Printseite November 2019 / Distanz

Foto: Lizenzfreies Foto von pixabay.com

VON EVA MAINUSCH

ZWEI IN EINS

Du bist so weit weg. Ich spüre dich kaum noch. Ich strecke die Hand nach dir aus, suche deine Augen nach mir ab, aber so funktioniert das nicht. Aus eins wurden zwei und jetzt sehe ich dich fast wie eine Fremde. Eine Fremde, die hier nicht hingehört. Oder eine alte Freundin aus dem Leben, in einem anderen Kapitel. Eine die man lange nicht gesehen hat und bei der man sich nicht sicher ist ob man sich noch kennt. Der kalte Spiegel vor mir macht sichtbar, was ich in mir sehe. Seit ich zurückgekehrt bin, bin ich ein Supermarktangebot, Zwei in Eins. Glücklich, aber zerrissen.
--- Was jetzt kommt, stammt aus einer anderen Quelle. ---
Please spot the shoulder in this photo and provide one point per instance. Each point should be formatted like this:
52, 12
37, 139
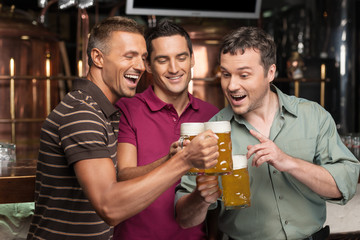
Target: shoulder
77, 106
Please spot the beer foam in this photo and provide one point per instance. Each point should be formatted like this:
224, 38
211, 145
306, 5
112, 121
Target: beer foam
191, 128
239, 161
218, 126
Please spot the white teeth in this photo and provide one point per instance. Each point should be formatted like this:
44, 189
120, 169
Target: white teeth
135, 77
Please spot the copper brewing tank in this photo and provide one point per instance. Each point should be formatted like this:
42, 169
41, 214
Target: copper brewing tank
29, 58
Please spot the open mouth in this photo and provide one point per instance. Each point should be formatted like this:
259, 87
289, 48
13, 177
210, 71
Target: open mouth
238, 98
174, 78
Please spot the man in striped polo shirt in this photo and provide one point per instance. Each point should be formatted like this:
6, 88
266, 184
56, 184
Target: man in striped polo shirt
77, 195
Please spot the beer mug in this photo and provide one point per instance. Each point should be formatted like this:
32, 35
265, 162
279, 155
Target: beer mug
236, 186
223, 130
188, 131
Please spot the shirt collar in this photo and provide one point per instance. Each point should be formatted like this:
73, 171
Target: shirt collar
156, 104
286, 103
95, 92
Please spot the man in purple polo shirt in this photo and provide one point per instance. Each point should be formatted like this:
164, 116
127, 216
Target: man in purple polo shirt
150, 123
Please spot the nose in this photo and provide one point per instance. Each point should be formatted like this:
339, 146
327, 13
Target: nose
233, 84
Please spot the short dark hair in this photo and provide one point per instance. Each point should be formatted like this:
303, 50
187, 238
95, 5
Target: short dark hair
101, 33
250, 37
165, 28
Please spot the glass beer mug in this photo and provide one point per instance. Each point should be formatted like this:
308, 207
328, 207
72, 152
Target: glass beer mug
223, 130
236, 186
189, 131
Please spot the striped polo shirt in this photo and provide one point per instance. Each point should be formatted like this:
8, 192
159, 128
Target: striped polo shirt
83, 126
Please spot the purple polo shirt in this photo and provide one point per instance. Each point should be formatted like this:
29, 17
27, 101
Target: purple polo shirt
152, 125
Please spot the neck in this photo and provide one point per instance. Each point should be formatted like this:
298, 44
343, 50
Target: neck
263, 117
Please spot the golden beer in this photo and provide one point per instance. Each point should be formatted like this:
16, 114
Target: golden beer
236, 186
189, 131
223, 130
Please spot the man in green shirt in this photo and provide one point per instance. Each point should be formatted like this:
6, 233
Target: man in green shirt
296, 158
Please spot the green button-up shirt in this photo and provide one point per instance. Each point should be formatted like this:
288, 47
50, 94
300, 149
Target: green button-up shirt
281, 206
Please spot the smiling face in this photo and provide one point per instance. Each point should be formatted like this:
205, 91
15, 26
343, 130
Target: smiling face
123, 63
244, 82
170, 64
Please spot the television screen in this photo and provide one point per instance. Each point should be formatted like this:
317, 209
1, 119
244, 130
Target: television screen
191, 8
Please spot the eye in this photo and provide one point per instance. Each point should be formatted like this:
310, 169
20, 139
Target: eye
182, 58
244, 75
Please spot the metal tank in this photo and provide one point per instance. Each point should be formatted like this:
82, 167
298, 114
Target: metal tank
29, 60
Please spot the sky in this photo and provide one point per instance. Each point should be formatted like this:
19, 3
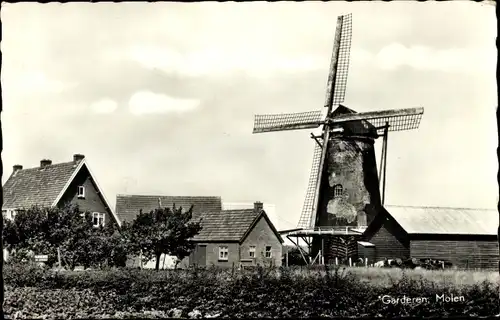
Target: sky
160, 97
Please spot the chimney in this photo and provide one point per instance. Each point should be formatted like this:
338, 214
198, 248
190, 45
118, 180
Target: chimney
78, 157
17, 167
45, 162
258, 206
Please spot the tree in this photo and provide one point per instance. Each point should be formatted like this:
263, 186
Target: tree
163, 231
47, 230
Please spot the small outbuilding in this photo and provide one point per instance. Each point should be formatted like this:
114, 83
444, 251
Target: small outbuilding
465, 237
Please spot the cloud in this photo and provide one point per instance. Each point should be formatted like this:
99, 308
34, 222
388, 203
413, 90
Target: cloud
424, 58
36, 82
147, 102
215, 61
104, 106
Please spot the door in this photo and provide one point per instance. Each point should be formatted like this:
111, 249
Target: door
202, 255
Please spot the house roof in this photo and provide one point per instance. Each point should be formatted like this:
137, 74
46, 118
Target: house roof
230, 225
45, 186
128, 206
440, 220
36, 186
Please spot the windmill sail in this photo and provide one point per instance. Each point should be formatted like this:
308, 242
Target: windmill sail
336, 85
343, 55
287, 121
309, 201
398, 120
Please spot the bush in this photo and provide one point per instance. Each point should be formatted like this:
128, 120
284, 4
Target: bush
263, 292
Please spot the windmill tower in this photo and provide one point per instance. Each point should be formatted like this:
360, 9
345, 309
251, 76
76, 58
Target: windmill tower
345, 190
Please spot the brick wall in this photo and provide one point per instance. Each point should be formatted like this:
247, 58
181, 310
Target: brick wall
261, 236
92, 201
350, 163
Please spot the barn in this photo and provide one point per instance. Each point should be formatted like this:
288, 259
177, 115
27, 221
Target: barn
465, 237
Es klopft an die Tür; das Essen ist fertig. Kaum wende ich meinen Blick, schrumpft die Distanz zwischen uns. Von ganz allein ziehen wir uns wieder in eins zusammen. Meine Schwester, die den Kopf zur Tür herein streckt, weiß nichts von dem Supermarktangebot. Sie sieht in mir einfach nur ihre Schwester – bei jedem Wiedersehen ein wenig Anders, doch immer die Alte, immer die Schwester. Der Gedanke bringt mich zum Lächeln und glättet die Falten. Dort, wo wir nicht sofort wieder glatt miteinander verschmolzen sind. Das Lächeln ist identisch, wenn auch nicht das, was uns zum Lächeln bringt. Lächeln braut Brücken. Brücken, die uns einander näher bringen, die innere und äußere Distanz überwinden.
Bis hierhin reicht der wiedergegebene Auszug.